Editors say shorthand remains key skill for journalists

Shorthand remains a core skill for today’s journalist and one that must not be compromised, regional newspaper editors and executives have told an industry conference.

Manchester Evening News editor Paul Horrocks and Lancashire Evening Post editorial director Simon Reynolds said the ability to take and read back an accurate shorthand note was essential in an era of fast-breaking online news.

“Shorthand’s got to be at number one, full stop,” Horrocks told the NCTJ skills conference in Salford today.

“The core skills that we come back to are public administration, the law, shorthand, interviewing techniques and writing a good story.”

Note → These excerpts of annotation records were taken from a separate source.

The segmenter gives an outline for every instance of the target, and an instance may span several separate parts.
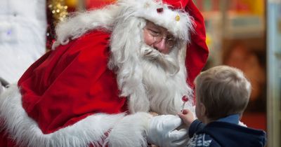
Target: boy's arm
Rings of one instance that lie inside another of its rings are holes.
[[[205,127],[205,125],[199,120],[194,120],[191,124],[188,130],[189,137],[193,136],[193,134]]]

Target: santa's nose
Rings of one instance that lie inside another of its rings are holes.
[[[155,43],[153,47],[162,53],[169,53],[169,48],[166,46],[166,38],[162,38],[161,41]]]

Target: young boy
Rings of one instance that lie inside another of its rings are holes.
[[[195,120],[189,110],[178,115],[189,127],[188,146],[264,146],[266,133],[238,125],[247,107],[251,84],[242,72],[227,66],[213,67],[195,80]]]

He later added: “I don’t know a newspaper editor who doesn’t want their journalists to go to courts and council meetings.”

Reynolds said the rolling nature of online news placed a renewed pressure on journalists to phone in stories and file quickly.

“I think the future is going back to the past,” he said. “You had to phone the story in because there was an edition [about to go to press].

“With the web, that skill is needed more now. You haven’t got time to rewind your tape.

“That’s a core skill that I think has been lost but it needs to come back.”

He added: “If you haven’t got shorthand you’re just too slow. We haven’t got time.”

But Johnston Press group editorial executive David Rowell said journalists with shorthand were often preoccupied with taking a verbatim note of speeches rather than listening and understanding.

“We get trainee journalists who come along and are trying to take down every word and they’re not listening to what is said,” he said.

“Perhaps that is something we should be thinking about as an industry. That [verbatim note-taking] isn’t what we need them to do.”

Rowell said there was clear evidence of support for shorthand. He added: “Shorthand I doubt will be compromised, but perhaps the way we examined it will be.”

According to a survey by the NCTJ, 64 per cent of newspaper editors consider shorthand to be an “extremely important” skill for a journalist to possess.

One editor said in their response to the survey: “A reporter without shorthand is like a runner taking part in a marathon with one foot in a cardboard box.”

But the report found there was some willingness to compromise on the speed trainees needed to reach before they were considered proficient.

The current gold standard is 100 words per minute. Some editors said 80 or 90 would be adequate, with one describing the 100pm exam as “a bit archaic”.